M2M seems to be all the new buzz. Oracle thinks it will be huge (a $25B market by 2015). Intel thinks it will be even bigger (15 billion connected devices by 2015). But really, the concept is pretty simple, and it’s really not new at all. M2M is simply two machines talking together. Typically it’s low-powered (resource wise) things. So it’s not your PC talking to a server, but it might be a sensor talking to an embedded device. Or two embedded devices sharing data.  What’s new is that we’re finally at the cusp of technology and cost where we can actually start fielding widespread M2M capabilities.

Intelligent Devices

Moore’s Law is has finally gotten us to where pretty small devices, using small amounts of energy and costing very little can do a lot of things. Not so long ago a municipal bus couldn’t tell you anything about itself. Then it could tell you about fault codes if you brought it back to the bus barn. Then it could tell you where it was. But now, you can put a small appliance right on the vehicle that can tell the driver if a problem requires returning to maintenance. It can even call maintenance and give them diagnostic info or even tell them what part to have ready. Basically any device out at the “edge” of an overall solution that is capably of doing more than just collecting sensor data is an Intelligent Device. Obviously there’s a pretty wide range of what can be done out there, depending on your solution’s ability to absorb size, power and cost.

Maybe the device does nothing but monitor a temperature and then send a notification when it exceeds a specific set point. That’s intelligence when compared to a device that just sends the temperature to a server where the comparison and notification is generated off-device. It means that the device is capable of using Analytics to make a decision like when the temperature exceeds 205F, send an alert.  It’s capable of using Aggregation to summarize, filter and/or generate new data like the alert condition itself which the temperature probe doesn’t have. It may be able to run Rules such as when the temperature is over 200F, start storing the oil pressure and passenger count.  It may be able to Publish any of that data to another device or to a server somewhere.

It’s this intelligence, and really the ability to distribute different parts of this intelligence across a many devices and machines in a solution that has started changing the landscape of what can be done. Before we had a machine shop where operators would report part counts at the end of a shift, and a manager would create a spreadsheet that they would send off to the customer at the end of the week or month. Now, the machines themselves can report exact part counts in real time right to the end customer. That is enabling a lot of cool things.
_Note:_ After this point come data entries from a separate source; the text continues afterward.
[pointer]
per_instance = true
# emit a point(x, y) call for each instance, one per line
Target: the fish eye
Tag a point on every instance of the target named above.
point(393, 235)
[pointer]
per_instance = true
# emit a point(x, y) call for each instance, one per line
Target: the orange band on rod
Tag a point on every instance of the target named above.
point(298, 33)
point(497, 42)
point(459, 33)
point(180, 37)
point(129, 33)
The Internet of Things (IoT)

The Internet of Things, or IoT, in my mind anyway, is the collection of all of these Intelligent Devices and how they use M2M to actually send useful information (as opposed to raw data) between one another.

Let’s look at a concrete example.

Let’s say I have some sensors in an apartment building that give current temperatures. These report back to an Intelligent Device. This communication may be M2M (or it might just be a thermocouple wire – let’s not get too hung up on it).

That Intelligent Device can record that data. It can run rules on that data to determine if it needs to turn on or off the boiler. It can send a signal to another device to actually power up the boiler – again this might be M2M. The Intelligent Device can do aggregation of data, providing hourly rollups of data and even calculating heating and cooling curves for the building it’s in. It can also publish that data to another device or to the cloud (we’ll talk more about this magical “cloud” word in another post). Yet again, here’s more M2M.

Now let’s say the Property Manager has 10 buildings. They can connect to the cloud and look at a history of the temperatures in an apartment. They can send commands from their office to the Intelligent device telling it to change a set point, or just override the current rules on the device and turn on the boiler. All of this interaction is an “Internet of Things.”